Furthermore, his Honour noted that the terms of the October 2010 Orders prevented the Commissioner from using other statutory remedies normally available to him (like the statutory remedy of attachment) to recover the outstanding tax and penalty. 

The liquidators contended that, amongst other reasons: 

the Commissioner had no right to a pari passu distribution of the company’s Australian assets because no Australian court had jurisdiction to wind up the company;

alternatively, if an Australian court did have such jurisdiction, the principle of modified universalism in private international law affecting corporate insolvencies does not require that claims for tax should be ranked equally with other creditors’ claims; and

by lodging a proof of debt in December 2009 the Commissioner had elected to submit the determination of his claims to the jurisdiction of the Grand Court and could no longer seek relief in Australia.

Election or submission to jurisdiction of the Grand Court of the Cayman Islands 

Justice Rares rejected the liquidators’ argument that, by lodging a proof of debt, the Commissioner was essentially stopped from seeking relief under Article 22, on the basis that the Commissioner had somehow submitted or elected to submit to the jurisdiction of the Grand Court of the Cayman Islands. 

Modified Universalism 

Justice Rares said that creditors of Saad Investments would be likely to expect that the company would meet its local tax obligations, in each jurisdiction in which it earned income or made taxable gains or profits, before its creditors were entitled to receive dividends in the Cayman Islands. 

If a foreigner trades or makes profits in a local jurisdiction, he said, it must obey the laws of general application in that forum. His view was that the insolvency of the foreigner should not be a reason to exclude it from an accrued liability to pay tax or penalty. He emphasized the fact that the purpose of the principle of modified universalism was to achieve proper and fair distribution to creditors of a cross- border insolvent company. 

Justice Rares concluded that there was nothing in the Model Law to suggest that domestic legislation could be construed to deny or diminish the rights of the local sovereign power to collect its taxation and social security claims from an insolvent debtor’s estate before that estate is remitted to the debtor’s centre of main interest for distribution to creditors under that jurisdiction’s laws. 

Impact on cross-border insolvencies – the claims of domestic tax authorities 

With more and more companies operating in multiple jurisdictions, and therefore incurring taxation liabilities in more than one country, and with the rule of public (or private) international law that domestic courts will not enforce a foreign penal or public law, the role of domestic courts is likely to remain of significance in ensuring that domestic taxes are equitably dealt with in cross-border insolvencies. 
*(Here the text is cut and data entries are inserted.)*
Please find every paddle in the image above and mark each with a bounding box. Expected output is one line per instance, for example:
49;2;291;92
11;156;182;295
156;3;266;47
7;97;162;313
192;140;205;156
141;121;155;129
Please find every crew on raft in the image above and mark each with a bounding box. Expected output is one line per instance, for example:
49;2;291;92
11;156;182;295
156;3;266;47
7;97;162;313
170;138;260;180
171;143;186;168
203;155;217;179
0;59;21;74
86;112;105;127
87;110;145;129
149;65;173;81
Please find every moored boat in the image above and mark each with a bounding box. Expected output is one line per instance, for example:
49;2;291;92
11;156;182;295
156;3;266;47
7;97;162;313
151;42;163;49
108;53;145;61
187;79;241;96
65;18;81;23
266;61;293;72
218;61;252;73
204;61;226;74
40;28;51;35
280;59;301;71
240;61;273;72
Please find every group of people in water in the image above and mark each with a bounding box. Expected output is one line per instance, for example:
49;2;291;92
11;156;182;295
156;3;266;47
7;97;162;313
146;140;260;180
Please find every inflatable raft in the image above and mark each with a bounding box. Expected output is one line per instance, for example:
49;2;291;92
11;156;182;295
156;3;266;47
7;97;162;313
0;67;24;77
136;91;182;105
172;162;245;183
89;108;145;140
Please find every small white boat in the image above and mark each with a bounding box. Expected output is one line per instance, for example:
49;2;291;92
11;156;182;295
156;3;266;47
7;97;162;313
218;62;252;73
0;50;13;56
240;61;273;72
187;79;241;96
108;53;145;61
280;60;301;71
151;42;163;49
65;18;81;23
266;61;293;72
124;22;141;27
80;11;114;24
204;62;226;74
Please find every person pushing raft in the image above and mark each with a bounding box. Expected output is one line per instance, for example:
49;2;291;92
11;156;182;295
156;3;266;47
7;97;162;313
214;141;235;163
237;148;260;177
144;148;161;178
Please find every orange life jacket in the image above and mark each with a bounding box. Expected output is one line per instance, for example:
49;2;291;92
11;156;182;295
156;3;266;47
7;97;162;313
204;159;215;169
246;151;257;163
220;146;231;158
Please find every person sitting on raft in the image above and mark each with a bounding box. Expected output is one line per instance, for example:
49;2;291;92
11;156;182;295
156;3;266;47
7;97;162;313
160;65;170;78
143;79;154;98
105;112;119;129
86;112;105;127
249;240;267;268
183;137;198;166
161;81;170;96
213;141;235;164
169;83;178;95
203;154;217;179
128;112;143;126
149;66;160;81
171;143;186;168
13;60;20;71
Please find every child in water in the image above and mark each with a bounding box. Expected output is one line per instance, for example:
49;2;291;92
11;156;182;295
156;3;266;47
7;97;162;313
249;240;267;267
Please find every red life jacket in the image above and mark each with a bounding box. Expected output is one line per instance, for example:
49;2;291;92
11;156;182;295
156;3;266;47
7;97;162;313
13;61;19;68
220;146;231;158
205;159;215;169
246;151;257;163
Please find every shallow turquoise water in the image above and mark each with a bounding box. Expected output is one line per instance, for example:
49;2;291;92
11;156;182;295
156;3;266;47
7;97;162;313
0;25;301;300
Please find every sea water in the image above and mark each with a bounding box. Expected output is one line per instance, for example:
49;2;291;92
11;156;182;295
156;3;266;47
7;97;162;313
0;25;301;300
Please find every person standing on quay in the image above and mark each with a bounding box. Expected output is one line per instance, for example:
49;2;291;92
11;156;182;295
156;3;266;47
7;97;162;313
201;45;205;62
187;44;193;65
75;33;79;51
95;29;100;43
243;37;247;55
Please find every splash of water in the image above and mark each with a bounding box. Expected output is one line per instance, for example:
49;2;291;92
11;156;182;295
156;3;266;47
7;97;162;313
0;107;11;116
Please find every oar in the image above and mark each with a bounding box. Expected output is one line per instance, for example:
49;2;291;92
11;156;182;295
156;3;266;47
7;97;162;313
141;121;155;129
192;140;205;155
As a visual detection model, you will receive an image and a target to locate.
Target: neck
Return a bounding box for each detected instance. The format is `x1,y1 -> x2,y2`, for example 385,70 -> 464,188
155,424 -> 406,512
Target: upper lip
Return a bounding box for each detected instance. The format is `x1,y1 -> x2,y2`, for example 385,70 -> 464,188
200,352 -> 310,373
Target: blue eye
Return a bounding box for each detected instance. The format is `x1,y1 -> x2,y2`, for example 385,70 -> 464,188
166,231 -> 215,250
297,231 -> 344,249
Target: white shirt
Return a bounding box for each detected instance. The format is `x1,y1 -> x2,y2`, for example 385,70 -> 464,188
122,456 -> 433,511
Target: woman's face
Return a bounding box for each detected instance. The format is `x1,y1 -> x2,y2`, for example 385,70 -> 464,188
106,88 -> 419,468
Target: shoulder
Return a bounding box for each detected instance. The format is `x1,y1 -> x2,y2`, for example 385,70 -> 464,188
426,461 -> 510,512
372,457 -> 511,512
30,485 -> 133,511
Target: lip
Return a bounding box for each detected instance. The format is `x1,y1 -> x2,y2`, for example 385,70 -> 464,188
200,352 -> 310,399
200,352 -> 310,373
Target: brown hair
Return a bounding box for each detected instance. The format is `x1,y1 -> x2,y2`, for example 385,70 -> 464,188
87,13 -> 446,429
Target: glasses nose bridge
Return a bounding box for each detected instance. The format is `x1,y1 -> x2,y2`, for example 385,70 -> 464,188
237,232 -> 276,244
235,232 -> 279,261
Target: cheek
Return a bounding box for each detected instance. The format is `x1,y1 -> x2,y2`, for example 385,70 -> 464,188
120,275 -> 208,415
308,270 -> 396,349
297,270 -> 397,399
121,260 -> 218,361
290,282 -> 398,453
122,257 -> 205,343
Foreign liquidators and unsecured creditors generally should now be on notice that Australian courts have shown a willingness to ensure that the Commissioner is treated equally with other unsecured creditors in a foreign liquidation in respect of unpaid domestic taxes and penalties. Importantly, Australian courts are prepared to order that the Commissioner receive his pari passu entitlement from the Australian assets of such a company before the funds are remitted to a foreign liquidator. 

It may also be the case that courts in other jurisdictions are willing to rely on Article 22 to modify the operation of the Model Law so as to ensure the claims of local tax authorities are protected in cross-border insolvencies.